La pandémie anti-mondialisation

La pandémie de coronavirus a le potentiel d’exacerber cette tendance. Larry Brilliant, l’un des plus grands épidémiologistes du monde, a observé que les pandémies « recréent les frontières des pays. » En d’autres termes, elles menacent l’ouverture des frontières et le commerce mondial et conduisent les nations à se replier sur elles-mêmes.

Un développement particulièrement dangereux a été la volonté des gouvernements d’invoquer des pouvoirs d’urgence afin de réserver des équipements médicaux essentiels à l’usage national – comme l’utilisation par le président Donald Trump de la loi sur la production de défense – notamment parce que cela peut être auto-destructeur. Ainsi, en empêchant le commerce, par exemple, des composants de ventilateurs, la chaîne d’approvisionnement internationale est brisée, ce qui rend tous les pays plus mal en point en réduisant le nombre de machines qui peuvent être construites à l’échelle mondiale.

La question est de savoir dans quelle mesure les partenaires commerciaux seront prêts à pardonner et à oublier une fois la pandémie terminée.

La pandémie a déjà vu une montée en puissance de la rhétorique anti-chinoise aux États-Unis, quelques mois seulement après que les relations aient commencé à se réchauffer à nouveau entre les pays.

En attendant, elle a réveillé les tensions dans l’Union européenne, les autorités du marché unique ayant eu du mal à formuler une réponse satisfaisante à l’urgence médicale et aux dommages économiques que le virus a causés sur tout le continent – même les partisans acharnés de l’union en Italie ont des doutes.

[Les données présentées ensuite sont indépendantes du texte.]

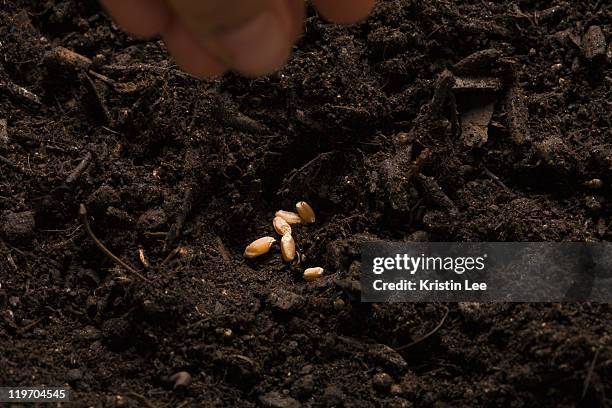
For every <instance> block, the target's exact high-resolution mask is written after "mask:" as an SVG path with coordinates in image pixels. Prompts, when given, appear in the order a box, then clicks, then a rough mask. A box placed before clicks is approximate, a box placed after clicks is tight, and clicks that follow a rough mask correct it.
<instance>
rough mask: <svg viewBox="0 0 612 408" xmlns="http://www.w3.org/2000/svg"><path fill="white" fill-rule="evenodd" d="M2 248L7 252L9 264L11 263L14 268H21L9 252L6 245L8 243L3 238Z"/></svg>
mask: <svg viewBox="0 0 612 408" xmlns="http://www.w3.org/2000/svg"><path fill="white" fill-rule="evenodd" d="M0 249H1V250H2V251H3V252H6V260H7V261H8V263H9V265H11V267H12V268H13V270H14V271H17V270H18V269H19V268H17V264H16V263H15V260H14V259H13V257H12V256H11V253H10V252H9V249H8V248H7V247H6V245H5V244H4V241H2V240H1V239H0Z"/></svg>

A travers le monde, des frontières autrefois librement ouvertes ont été scellées. Si les restrictions sont maintenues, la migration ne peut que souffrir, et avec elle, le flux des compétences et des connaissances nécessaires.

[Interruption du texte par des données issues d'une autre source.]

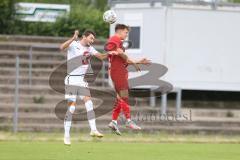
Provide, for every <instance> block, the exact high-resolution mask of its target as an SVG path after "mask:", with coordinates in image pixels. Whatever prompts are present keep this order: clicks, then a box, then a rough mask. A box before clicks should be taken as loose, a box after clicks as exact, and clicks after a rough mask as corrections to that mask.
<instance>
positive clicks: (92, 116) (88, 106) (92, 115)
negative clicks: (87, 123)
mask: <svg viewBox="0 0 240 160" xmlns="http://www.w3.org/2000/svg"><path fill="white" fill-rule="evenodd" d="M85 107H86V110H87V116H88V122H89V125H90V128H91V131H96V130H97V128H96V120H95V113H94V110H93V103H92V101H91V100H88V101H87V102H86V103H85Z"/></svg>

La crise a également mis en lumière l’importance croissante de la technologie dans le commerce mondial. Les gouvernements ne manqueront pas d’adopter une approche encore plus propriétaire du secteur, en mettant potentiellement des limites plus importantes sur les technologies qui peuvent être importées et exportées et sur l’activité transfrontalière des entreprises. Les déboires de Huawei aux États-Unis pourraient n’être qu’un avant-goût de la façon dont la guerre froide pourrait encore devenir dans la technologie mondiale.

Et puis il y a la question des chaînes d’approvisionnement internationales. Au cours des dernières décennies, les fabricants en sont venus à faire confiance et à dépendre de leurs réseaux transfrontaliers de fournisseurs pour maximiser l’efficacité. Les fabricants ont pris pour acquis la livraison juste à temps pour minimiser la nécessité de conserver des stocks inutiles. Ils devront peut-être repenser cette approche. Les chaînes d’approvisionnement deviendront plus localisées et fragmentées, avec une plus grande redondance intégrée.

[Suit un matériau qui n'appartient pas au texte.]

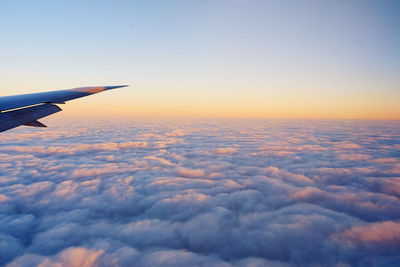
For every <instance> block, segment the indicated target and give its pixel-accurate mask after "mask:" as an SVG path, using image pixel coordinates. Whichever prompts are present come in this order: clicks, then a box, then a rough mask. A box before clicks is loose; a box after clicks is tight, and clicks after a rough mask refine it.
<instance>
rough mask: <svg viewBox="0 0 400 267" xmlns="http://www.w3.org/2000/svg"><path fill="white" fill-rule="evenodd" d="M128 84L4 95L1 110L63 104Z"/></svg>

Et il n’y a pas que les fabricants, il y a aussi le gouvernement. Par exemple, le service national de santé du Royaume-Uni a également été poussé vers les marges d’efficacité les plus étroites, de sorte qu’avant la pandémie, il fonctionnait constamment à 95 % de sa capacité, contre 85 % il y a un peu plus d’une décennie. Tout gouvernement tirant les leçons de la pandémie chercherait presque certainement à constituer un tampon plus important à l’avenir. Mais la création d’une capacité excédentaire dans une partie aussi importante de l’économie ne peut qu’être un frein à la productivité du pays, et donc à son taux de croissance potentiel. Dans le même temps, les pays seront désireux de faire monter en puissance leurs entreprises nationales de fournitures médicales et pharmaceutiques.

La pandémie a frappé les finances publiques de toutes parts. Les dépenses fiscales ont grimpé en flèche pour soutenir les particuliers et les entreprises, tandis que les recettes ont plongé avec l’effondrement de l’activité économique. Lorsque les conditions se normaliseront, les gouvernements chercheront à récupérer une partie de ce terrain fiscal.

Certains de ces correctifs à la façon dont l’économie mondiale est gérée sont nécessaires. Des tampons doivent être intégrés dans les chaînes d’approvisionnement et les services essentiels. Mais il ne faut pas laisser le populisme tuer le commerce, l’un des plus grands moteurs du progrès humain.